Kara Weipz, president of the group, Pan Am Flight 103 Victims, told CBS the latest arrest is a tribute to the federal government’s commitment to ensuring justice for victims. and their family.

“Getting one of those responsible for the murders of our loved ones to go to court in America, is one of the most important things for the family and all of us,” said Weipz, brother of Mr. Richard Monetti, who was killed in the massacre, said. Lockerbie bombing.

Mas’ud is said to have set a timer for the explosives

Federal officials say Mas’ud was summoned by Libyan authorities in the winter of 1988 to travel to Malta with a suitcase used to carry out the attack. According to the Justice Department, he was joined by two other Libyan intelligence officers, Abdel Basset Ali al-Megrahi and Lamen Khalifa Fhimah, in Malta.

There, Masud was instructed to prepare a timer inside the suitcase so that an explosion would explode exactly 11 hours later. The next day, at the airport, Mas’ud gave the suitcase to Fhimah, who then placed the luggage on the conveyor belt, according to the Justice Department. Mas’ud and two others returned to Libya, where former Libyan dictator Muammar Gaddafi thanked them for carrying out the operation, according to federal officials.

The Lockerbie bombing is considered the most complex investigation in US history

The FBI says that the Lockerbie case is one of the The most complex investigation they used to work on. Investigators interviewed more than 10,000 people around the world and analyzed the largest crime scene in recent history – about 845 square miles with scattered debris.
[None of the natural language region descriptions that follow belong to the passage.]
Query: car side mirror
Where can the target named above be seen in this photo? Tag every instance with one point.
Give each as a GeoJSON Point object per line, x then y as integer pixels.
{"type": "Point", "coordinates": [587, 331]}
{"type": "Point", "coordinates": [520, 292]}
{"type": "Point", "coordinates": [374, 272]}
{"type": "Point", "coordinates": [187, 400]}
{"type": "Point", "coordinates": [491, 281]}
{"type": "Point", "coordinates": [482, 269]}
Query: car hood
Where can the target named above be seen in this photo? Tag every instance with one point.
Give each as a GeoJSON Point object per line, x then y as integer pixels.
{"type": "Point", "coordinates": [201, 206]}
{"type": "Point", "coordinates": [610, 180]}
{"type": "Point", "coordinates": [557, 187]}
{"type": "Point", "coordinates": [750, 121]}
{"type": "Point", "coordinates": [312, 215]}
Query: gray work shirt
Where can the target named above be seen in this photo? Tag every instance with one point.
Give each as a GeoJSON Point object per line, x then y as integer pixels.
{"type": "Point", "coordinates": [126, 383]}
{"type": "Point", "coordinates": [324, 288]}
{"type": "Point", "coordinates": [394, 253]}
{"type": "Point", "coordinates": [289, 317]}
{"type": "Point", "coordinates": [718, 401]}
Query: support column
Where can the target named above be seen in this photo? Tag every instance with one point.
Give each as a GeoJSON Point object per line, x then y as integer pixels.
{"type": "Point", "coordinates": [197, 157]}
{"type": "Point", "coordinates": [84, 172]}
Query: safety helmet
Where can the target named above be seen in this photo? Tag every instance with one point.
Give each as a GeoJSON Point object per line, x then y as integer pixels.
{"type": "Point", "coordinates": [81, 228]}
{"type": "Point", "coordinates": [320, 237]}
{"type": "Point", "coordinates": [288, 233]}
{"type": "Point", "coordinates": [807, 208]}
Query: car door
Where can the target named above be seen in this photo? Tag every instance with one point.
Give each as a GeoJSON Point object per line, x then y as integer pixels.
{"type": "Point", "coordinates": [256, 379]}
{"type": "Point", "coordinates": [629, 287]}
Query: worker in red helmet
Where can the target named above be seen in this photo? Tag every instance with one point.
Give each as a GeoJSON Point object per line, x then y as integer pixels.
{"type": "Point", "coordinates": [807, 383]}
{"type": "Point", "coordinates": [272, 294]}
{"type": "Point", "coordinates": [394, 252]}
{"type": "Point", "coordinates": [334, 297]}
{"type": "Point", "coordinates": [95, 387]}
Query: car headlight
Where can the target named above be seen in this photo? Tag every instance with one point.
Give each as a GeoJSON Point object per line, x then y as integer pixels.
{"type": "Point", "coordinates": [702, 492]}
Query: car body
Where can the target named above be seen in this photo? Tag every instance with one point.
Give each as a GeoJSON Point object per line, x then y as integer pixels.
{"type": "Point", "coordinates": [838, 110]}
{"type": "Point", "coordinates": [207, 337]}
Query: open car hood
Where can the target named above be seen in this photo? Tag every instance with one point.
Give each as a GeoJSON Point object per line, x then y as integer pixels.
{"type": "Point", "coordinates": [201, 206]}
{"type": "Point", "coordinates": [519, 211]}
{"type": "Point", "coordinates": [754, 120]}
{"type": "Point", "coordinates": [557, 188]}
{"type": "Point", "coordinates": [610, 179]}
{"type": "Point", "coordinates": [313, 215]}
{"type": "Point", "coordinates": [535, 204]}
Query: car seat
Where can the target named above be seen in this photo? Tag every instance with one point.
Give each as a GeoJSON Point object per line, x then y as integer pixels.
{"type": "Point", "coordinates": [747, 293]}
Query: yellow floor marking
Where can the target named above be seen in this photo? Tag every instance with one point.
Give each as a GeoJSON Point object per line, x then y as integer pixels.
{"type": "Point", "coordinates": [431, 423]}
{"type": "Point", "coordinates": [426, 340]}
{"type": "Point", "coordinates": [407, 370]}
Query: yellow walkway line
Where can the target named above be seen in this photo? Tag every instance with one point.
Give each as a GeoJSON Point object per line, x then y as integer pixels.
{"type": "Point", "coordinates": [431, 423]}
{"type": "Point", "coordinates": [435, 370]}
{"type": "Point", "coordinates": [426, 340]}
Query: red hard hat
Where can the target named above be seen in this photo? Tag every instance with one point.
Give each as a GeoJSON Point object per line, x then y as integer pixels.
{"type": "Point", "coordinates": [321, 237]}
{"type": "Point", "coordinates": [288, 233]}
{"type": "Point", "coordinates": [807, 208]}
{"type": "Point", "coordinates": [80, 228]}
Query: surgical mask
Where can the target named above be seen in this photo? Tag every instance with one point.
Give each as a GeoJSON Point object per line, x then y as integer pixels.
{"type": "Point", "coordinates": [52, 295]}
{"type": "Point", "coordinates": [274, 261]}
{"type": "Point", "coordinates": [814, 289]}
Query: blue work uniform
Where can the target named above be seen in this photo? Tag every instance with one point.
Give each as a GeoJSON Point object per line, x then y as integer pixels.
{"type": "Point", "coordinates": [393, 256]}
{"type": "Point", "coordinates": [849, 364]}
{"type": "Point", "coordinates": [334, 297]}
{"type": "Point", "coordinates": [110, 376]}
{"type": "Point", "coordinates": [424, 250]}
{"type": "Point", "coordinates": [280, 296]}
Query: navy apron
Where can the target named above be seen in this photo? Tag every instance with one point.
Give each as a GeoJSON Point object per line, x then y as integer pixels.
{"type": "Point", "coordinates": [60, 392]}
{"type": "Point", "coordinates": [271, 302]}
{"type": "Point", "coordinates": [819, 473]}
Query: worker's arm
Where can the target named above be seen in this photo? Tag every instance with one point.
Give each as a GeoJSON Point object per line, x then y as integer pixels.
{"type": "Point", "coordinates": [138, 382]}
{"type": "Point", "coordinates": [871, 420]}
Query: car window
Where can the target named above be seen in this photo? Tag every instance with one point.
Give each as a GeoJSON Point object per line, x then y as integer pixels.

In the wreckage, authorities found two small pieces of debris that helped track the bomb: a radio inside the luggage and an explosive timer on a shirt.

In 1991, the US and British governments charged Megrahi and Fhimah, two Libyan intelligence agents suspected of working with Mas’ud. They were tried in Scottish court a year later, where Fhimah was acquitted and Megrahi was sentenced to life in prison.

In 2009, in a controversial moveThe Scottish government allowed Megrahi to return to Libya on humanitarian grounds after he developed terminal prostate cancer.